Flash back with me to 1999. You’re a hapless web designer, and you’ve just spent a long day convincing your boss that just because hot pink is his favorite color doesn’t mean it’s the best bet for your financial services website. You haven’t even begun to sort out how you’re going to break it to him that getting good placement on the search engines will mean rewriting all of his copy, stripping out the dancing hamsters, and spending hours on these invisible things called tags. In the throes of your despair, your sales team barges into your office, complaining that the new design just isn’t “user friendly”. Quietly, you reach for the gun in your top drawer…
If only tragedies like these could have been averted. In the early days of the internet, limited technology and even more limited understanding made it nearly impossible to build a website that pleased CEOs, search engines, and end users. Fortunately, times have changed, and one of the most promising trends of the past couple of years is an increasing realization that SEO and usability can coexist and even be complementary. Why the change? I think we can break it down to five important trends:
- Rise of the Human-like Spiders
Internet content has exploded, and search engines have had to change considerably to keep up. As search spiders and bots become more advanced, they’ve finally begun to mimic at least some of the simple patterns of human browsing behavior. Make the people happy, and you might just make the spiders happy, too. At the same time, spiders are less and less hung up by advanced technology and are even aided by practices, such as good CSS use, that tend to promote design standards and user-friendliness. - Widespread Use of Analytics
Both SEO and usability used to be a tough sell, but a better understanding of analytics over the past few years, especially the focus on results-oriented analytics (such as conversion tracking), have finally started to prove that both disciplines have real business value. - Easy Access to Tools
Beyond basic web analytics, tools to track conversions, explore the inner workings of search engines, and even perform advanced marketing/usability experiments like split tests have become increasingly easy to use and have been promoted heavily by major search engine providers. - White-hat SEO
Mostly in response to rampant abuse, people finally began to realize the down side of massively gaming search engines. With that realization came a new crop of SEOs who believed that you could play by the rules (well, some of them at least) and still make money. Like any good service provider, white-hat SEOs want to bring real value to their customers, and that has included embracing ideas like usability. - Holistic Approaches
Smart service providers eventually realized that no discipline (design, marketing/SEO, usability, etc.) exists in a vacuum, and any one can be done well to the detriment of others (and with them, the bottom line). As web developers have taken a more holistic approach, it’s been necessary to understand where SEO and usability interface effectively.

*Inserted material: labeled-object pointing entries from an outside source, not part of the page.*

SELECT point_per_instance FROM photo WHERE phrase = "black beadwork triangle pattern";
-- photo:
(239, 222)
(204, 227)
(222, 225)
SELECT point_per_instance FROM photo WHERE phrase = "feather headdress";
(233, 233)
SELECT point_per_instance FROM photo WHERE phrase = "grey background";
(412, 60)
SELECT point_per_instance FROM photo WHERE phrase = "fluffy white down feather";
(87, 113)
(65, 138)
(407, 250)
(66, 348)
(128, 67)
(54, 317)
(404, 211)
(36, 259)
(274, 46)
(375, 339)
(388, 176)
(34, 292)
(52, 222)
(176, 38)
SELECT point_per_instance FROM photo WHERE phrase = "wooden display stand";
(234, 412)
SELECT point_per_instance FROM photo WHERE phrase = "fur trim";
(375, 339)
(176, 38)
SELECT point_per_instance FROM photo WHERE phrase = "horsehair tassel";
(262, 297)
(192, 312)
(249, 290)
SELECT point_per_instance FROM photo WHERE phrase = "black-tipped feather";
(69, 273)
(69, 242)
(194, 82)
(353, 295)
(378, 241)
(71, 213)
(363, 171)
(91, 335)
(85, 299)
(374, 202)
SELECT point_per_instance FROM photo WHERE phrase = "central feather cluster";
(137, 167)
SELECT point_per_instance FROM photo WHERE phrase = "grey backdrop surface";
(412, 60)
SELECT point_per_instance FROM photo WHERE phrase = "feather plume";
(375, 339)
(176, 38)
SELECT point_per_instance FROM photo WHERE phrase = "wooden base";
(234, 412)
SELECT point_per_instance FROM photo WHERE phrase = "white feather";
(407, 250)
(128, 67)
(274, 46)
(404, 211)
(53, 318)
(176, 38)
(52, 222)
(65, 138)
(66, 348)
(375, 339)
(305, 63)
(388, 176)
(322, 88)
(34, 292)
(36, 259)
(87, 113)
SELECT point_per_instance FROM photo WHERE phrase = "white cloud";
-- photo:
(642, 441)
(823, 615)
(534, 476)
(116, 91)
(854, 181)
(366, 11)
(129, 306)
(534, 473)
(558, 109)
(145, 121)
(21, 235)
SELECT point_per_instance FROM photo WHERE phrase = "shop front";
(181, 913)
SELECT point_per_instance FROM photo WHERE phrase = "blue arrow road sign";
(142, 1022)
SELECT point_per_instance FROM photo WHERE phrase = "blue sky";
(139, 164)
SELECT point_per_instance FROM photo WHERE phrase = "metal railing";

Of course, none of this is to suggest that SEO and usability’s newfound friendship is an easy one. Balancing the demands of internal corporate pressure, marketing, search engines, and users is tricky business, but the evolution of the internet has not only made it possible to bring these camps together, it’s made it profitable. Expect to see even more fusion of SEO and usability in the next few years, and with it, and increased demand for people who understand the big picture on both sides.